Face à cette crise, les autorités ont décidé d’agir. En août 2025, le ministre de l’Urbanisme et de l’Habitat a annoncé une réforme visant à réguler le marché immobilier. Cette initiative a abouti en avril 2026 avec la publication d’un décret encadrant les loyers. Désormais, à Niamey, un appartement de trois pièces ne peut plus être loué au-delà de 80 000 FCFA (soit 122 euros) par mois. Une mesure forte pour freiner l’inflation immobilière et redonner du pouvoir d’achat aux familles.

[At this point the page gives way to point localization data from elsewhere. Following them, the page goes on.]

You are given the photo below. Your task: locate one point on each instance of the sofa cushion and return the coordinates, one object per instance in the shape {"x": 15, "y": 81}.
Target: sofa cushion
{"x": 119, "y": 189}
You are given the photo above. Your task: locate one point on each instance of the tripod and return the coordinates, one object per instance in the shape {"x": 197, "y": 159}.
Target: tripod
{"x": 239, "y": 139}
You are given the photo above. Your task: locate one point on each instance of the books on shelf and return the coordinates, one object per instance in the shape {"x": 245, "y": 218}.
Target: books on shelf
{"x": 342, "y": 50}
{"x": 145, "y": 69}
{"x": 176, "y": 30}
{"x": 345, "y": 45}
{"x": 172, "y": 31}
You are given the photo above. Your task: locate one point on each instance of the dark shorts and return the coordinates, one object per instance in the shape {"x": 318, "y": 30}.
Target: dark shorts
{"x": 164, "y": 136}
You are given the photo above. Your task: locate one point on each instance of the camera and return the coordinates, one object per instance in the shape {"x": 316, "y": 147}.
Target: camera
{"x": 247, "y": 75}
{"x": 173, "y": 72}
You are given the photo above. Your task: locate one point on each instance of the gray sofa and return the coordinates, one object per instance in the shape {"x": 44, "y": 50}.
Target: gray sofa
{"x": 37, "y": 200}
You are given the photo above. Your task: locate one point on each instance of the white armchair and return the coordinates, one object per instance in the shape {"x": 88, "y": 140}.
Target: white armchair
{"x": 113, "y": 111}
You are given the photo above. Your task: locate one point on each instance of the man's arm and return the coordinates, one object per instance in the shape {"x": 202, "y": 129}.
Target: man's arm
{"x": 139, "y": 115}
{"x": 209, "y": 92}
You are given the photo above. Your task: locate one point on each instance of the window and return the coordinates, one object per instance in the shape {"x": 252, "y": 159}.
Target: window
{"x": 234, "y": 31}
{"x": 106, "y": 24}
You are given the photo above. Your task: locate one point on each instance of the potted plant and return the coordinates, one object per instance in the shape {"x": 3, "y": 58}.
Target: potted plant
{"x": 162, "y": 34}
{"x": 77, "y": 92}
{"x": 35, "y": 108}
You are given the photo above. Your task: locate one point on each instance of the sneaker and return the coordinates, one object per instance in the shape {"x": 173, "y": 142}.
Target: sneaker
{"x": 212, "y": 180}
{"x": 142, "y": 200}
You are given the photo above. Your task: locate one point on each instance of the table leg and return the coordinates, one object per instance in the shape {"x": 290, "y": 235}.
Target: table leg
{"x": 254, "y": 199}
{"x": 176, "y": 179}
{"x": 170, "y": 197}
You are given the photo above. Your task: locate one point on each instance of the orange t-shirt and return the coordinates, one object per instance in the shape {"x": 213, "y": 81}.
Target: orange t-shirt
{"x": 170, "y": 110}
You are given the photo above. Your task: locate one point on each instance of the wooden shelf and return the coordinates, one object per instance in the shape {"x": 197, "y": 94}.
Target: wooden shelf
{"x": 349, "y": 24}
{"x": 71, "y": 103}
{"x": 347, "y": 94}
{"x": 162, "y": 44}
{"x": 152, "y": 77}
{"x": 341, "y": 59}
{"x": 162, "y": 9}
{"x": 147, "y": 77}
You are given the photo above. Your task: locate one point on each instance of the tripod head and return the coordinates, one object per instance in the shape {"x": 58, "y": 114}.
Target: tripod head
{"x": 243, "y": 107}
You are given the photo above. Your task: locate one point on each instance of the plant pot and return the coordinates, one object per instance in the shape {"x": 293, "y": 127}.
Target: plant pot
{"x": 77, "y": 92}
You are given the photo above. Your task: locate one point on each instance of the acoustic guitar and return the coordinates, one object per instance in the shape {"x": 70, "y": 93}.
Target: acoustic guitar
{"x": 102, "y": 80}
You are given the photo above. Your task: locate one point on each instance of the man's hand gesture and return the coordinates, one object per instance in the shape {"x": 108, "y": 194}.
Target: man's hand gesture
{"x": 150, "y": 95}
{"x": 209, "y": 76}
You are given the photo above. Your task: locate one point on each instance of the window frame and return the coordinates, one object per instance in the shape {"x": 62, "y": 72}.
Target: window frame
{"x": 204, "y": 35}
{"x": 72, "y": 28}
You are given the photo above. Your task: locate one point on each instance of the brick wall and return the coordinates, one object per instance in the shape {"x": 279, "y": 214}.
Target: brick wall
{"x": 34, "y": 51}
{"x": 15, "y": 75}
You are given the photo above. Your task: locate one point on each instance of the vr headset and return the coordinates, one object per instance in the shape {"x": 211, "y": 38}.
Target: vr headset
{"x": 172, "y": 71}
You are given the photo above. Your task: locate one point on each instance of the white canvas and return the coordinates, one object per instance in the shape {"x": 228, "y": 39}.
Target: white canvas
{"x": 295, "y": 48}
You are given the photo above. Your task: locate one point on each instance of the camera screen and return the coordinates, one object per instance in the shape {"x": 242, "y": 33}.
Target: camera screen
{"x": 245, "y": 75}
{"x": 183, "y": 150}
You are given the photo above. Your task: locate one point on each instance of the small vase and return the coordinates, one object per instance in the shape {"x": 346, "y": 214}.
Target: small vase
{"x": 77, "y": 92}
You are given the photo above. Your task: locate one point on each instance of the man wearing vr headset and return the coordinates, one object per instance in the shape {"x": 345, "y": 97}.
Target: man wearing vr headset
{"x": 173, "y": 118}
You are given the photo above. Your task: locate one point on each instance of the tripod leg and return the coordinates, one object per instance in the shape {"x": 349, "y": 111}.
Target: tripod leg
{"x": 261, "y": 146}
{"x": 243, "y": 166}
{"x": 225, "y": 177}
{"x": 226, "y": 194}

une réforme saluée par les citoyens
Les habitants de Niamey accueillent cette initiative avec un soulagement palpable. Pour beaucoup, la cherté des loyers représente un fardeau quotidien difficile à porter. « C’est un vrai soulagement pour nous. Le coût du logement était devenu insupportable, surtout pour les familles à revenus limités. Enfin, l’État prend conscience de notre situation », confie Soufiane Adamou, un citoyen nigérien.

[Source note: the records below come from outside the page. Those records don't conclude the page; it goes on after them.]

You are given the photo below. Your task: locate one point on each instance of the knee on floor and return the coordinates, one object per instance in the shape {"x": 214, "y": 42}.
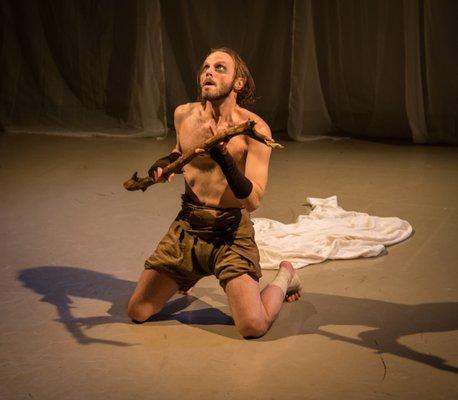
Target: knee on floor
{"x": 141, "y": 312}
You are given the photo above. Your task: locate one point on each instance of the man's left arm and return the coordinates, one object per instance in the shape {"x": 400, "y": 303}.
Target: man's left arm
{"x": 257, "y": 167}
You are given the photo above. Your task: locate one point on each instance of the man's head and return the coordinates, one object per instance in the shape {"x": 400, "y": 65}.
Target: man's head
{"x": 222, "y": 73}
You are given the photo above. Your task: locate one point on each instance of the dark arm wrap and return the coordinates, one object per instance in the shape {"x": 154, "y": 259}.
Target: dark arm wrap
{"x": 239, "y": 183}
{"x": 163, "y": 162}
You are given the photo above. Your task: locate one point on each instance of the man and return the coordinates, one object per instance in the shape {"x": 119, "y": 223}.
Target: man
{"x": 212, "y": 234}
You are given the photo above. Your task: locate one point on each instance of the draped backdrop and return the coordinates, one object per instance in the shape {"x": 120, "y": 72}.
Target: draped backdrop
{"x": 379, "y": 68}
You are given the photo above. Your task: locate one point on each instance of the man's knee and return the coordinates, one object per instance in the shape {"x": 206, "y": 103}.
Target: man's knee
{"x": 253, "y": 327}
{"x": 140, "y": 312}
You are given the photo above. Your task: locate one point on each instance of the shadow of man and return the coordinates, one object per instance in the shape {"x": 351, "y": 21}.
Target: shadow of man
{"x": 387, "y": 322}
{"x": 57, "y": 284}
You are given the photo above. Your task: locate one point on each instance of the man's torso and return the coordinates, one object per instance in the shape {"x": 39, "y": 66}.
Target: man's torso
{"x": 204, "y": 179}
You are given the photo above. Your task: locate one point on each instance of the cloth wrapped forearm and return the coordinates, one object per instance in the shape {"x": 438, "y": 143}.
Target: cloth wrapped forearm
{"x": 163, "y": 162}
{"x": 240, "y": 185}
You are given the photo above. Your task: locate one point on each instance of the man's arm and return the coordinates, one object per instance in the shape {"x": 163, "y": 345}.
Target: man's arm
{"x": 155, "y": 170}
{"x": 248, "y": 187}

Mamadou Ibrahim, également résident de la capitale, partage cet avis. « Les ménages modestes consacrent une part considérable de leurs revenus au paiement du loyer. Quand l’État intervient pour encadrer ces prix, c’est une bouffée d’oxygène. Nous espérons que cette mesure sera appliquée sans faille », explique-t-il.

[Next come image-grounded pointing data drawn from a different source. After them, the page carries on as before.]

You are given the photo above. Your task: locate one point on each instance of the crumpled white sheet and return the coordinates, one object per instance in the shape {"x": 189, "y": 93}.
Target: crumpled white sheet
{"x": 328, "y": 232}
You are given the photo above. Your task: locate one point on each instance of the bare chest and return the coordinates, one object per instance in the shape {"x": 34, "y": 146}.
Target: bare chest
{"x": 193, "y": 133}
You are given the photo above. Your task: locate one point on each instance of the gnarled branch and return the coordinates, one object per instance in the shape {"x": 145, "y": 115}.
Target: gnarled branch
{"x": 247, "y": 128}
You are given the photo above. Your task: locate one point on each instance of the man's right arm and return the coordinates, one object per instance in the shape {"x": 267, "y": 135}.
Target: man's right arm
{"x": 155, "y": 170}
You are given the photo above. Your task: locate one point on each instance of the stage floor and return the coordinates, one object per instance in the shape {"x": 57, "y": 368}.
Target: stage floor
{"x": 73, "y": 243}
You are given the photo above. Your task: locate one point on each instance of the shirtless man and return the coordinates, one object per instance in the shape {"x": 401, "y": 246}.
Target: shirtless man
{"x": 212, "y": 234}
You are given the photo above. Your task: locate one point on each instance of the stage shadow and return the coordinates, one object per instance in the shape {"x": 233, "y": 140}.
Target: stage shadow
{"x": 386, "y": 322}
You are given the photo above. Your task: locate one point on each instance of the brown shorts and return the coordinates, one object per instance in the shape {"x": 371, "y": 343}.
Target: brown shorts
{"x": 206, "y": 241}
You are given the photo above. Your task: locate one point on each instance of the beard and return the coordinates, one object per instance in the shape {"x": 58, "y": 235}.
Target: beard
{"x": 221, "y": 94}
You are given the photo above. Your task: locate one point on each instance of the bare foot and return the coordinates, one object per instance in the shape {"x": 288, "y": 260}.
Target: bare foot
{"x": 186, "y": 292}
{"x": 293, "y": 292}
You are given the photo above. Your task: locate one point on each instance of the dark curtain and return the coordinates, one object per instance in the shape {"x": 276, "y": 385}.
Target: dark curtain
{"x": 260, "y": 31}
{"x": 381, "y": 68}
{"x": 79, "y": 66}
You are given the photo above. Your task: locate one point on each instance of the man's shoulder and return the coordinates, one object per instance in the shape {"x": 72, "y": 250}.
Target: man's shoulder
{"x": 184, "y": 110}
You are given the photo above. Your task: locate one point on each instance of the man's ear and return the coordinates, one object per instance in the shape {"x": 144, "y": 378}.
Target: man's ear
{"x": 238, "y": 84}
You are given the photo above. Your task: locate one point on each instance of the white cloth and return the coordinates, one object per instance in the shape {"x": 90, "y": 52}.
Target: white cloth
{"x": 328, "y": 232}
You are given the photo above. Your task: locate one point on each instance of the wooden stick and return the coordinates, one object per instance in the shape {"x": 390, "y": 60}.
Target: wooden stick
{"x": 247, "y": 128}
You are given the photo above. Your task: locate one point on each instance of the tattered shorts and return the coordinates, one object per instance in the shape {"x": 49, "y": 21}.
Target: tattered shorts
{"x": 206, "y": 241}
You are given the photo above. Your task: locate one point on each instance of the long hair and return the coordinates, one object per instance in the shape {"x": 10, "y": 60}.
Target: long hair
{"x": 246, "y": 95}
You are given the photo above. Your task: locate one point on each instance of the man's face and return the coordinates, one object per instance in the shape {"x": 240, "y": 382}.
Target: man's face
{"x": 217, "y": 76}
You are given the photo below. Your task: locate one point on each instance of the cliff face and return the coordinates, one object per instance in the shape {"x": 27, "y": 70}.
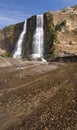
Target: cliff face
{"x": 9, "y": 36}
{"x": 59, "y": 38}
{"x": 67, "y": 37}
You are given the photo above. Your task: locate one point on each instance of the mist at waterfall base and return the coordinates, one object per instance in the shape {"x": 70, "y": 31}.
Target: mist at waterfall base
{"x": 37, "y": 43}
{"x": 18, "y": 50}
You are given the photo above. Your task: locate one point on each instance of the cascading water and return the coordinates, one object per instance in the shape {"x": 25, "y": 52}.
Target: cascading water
{"x": 18, "y": 51}
{"x": 38, "y": 38}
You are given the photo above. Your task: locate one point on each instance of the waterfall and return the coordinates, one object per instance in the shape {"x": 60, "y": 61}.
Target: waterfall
{"x": 18, "y": 50}
{"x": 38, "y": 38}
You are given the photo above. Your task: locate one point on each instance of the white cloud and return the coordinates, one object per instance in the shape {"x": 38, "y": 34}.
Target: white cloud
{"x": 11, "y": 17}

des sanctions pour garantir le respect de la loi
Si la réforme est globalement bien perçue, certains Niameyens appellent à une vigilance accrue pour éviter les contournements. « Sans un contrôle strict, les propriétaires pourraient trouver des moyens de contourner la réglementation. Nous comptons sur l’État pour faire respecter ces nouvelles règles », souligne Aboubacar Sallah, un autre habitant.
Le décret présidentiel prévoit d’ailleurs des mesures coercitives à l’encontre des bailleurs récalcitrants. Toute fausse déclaration sur les caractéristiques d’un bien ou un défaut de déclaration du bail dans les trois mois peut entraîner des sanctions sévères : de cinq à quinze jours de prison, ainsi que des amendes comprises entre 50 000 et 99 000 FCFA. Une façon de dissuader les fraudes et de garantir l’efficacité de la réforme.
vers un meilleur accès au logement au Niger ?
Entre espoir et prudence, les Niameyens observent désormais avec attention l’application concrète de cette mesure. L’objectif est clair : rendre le logement plus accessible et améliorer le quotidien des ménages. Si les défis restent nombreux, cette réforme marque une avancée significative pour des milliers de familles qui luttent chaque mois pour se loger dignement.